Éléments de mathématique

Summary
Éléments de mathématique (English: Elements of Mathematics) is a series of mathematics books written by the pseudonymous French collective Nicolas Bourbaki. Begun in 1939, the series has been published in several volumes, and remains in progress. The series is noted as a large-scale, self-contained, formal treatment of mathematics. The members of the Bourbaki group originally intended the work as a textbook on analysis, with the working title Traité d'analyse (Treatise on Analysis). While planning the structure of the work they became more ambitious, expanding its scope to cover several branches of modern mathematics.
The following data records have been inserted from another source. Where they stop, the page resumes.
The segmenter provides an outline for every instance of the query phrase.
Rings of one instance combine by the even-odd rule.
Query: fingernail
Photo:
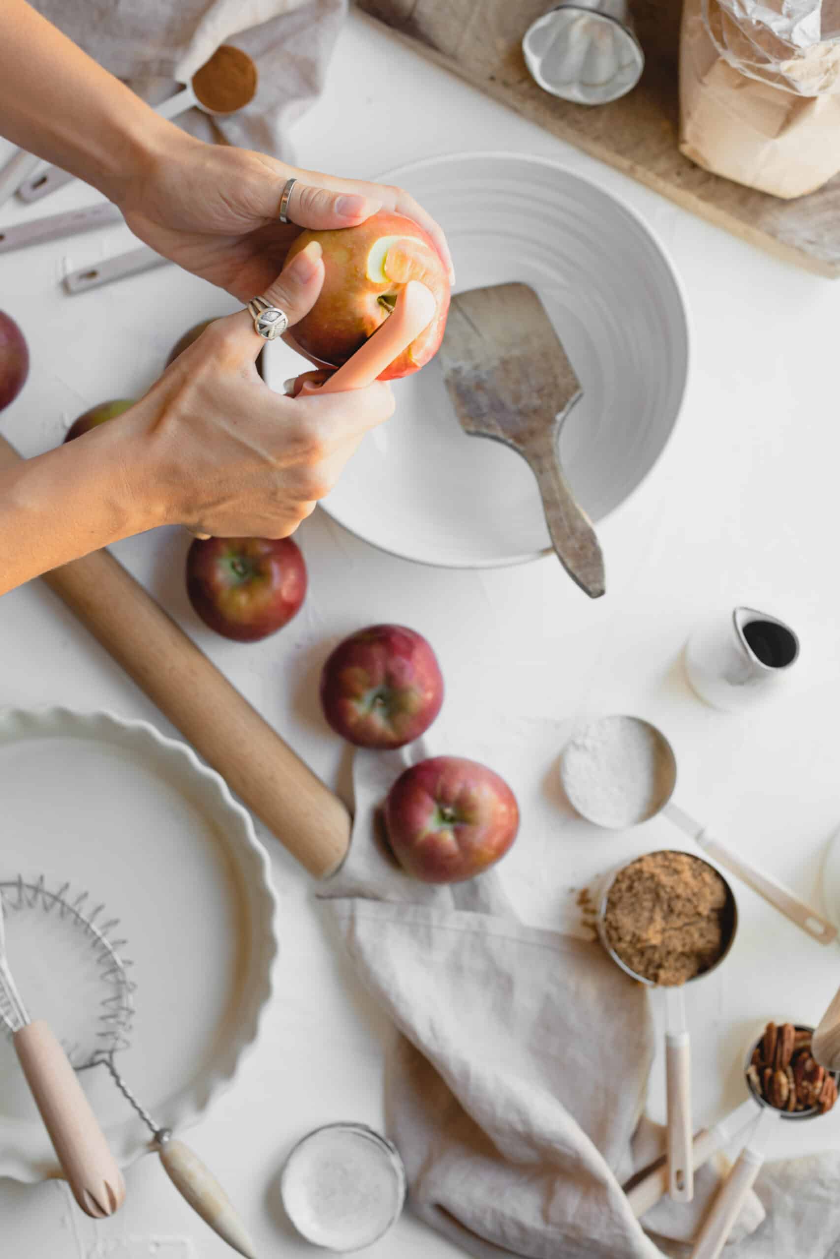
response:
[[[317,271],[317,264],[321,261],[321,244],[319,240],[310,240],[305,249],[297,254],[297,257],[288,264],[288,274],[297,279],[301,285],[309,285],[310,279]]]
[[[372,214],[382,209],[382,201],[372,201],[358,193],[346,193],[336,198],[335,213],[343,219],[369,219]]]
Once the plan of the work was expanded to treat other fields in depth, the title Éléments de mathématique was adopted. Topics treated in the series include set theory, abstract algebra, topology, analysis, Lie groups and Lie algebras. The unusual singular "mathématique" (mathematic) of the title is deliberate, meant to convey the authors' belief in the unity of mathematics. A companion volume, Éléments d'histoire des mathématiques (Elements of the History of Mathematics), collects and reproduces several of the historical notes which previously appeared in the work. In late 1934, a group of mathematicians including André Weil resolved to collectively write a textbook on analysis. They intended their work as a modern replacement for outdated texts—including one by Édouard Goursat—and also to fill a void in instructional material caused by the death of a generation of mathematics students in World War I. The group adopted the collective pseudonym Nicolas Bourbaki, after the French general Charles-Denis Bourbaki. During the late 1930s and early 1940s, the Bourbaki group expanded the plan of their work beyond analysis, and began publishing texts under the title Éléments de mathématique. Volumes of the Éléments have appeared periodically since the publication of the first Fascicule ("Installment") in 1939 by Éditions Hermann, with several being published during the 1950s and 1960s, Bourbaki's most productive period and time of greatest influence.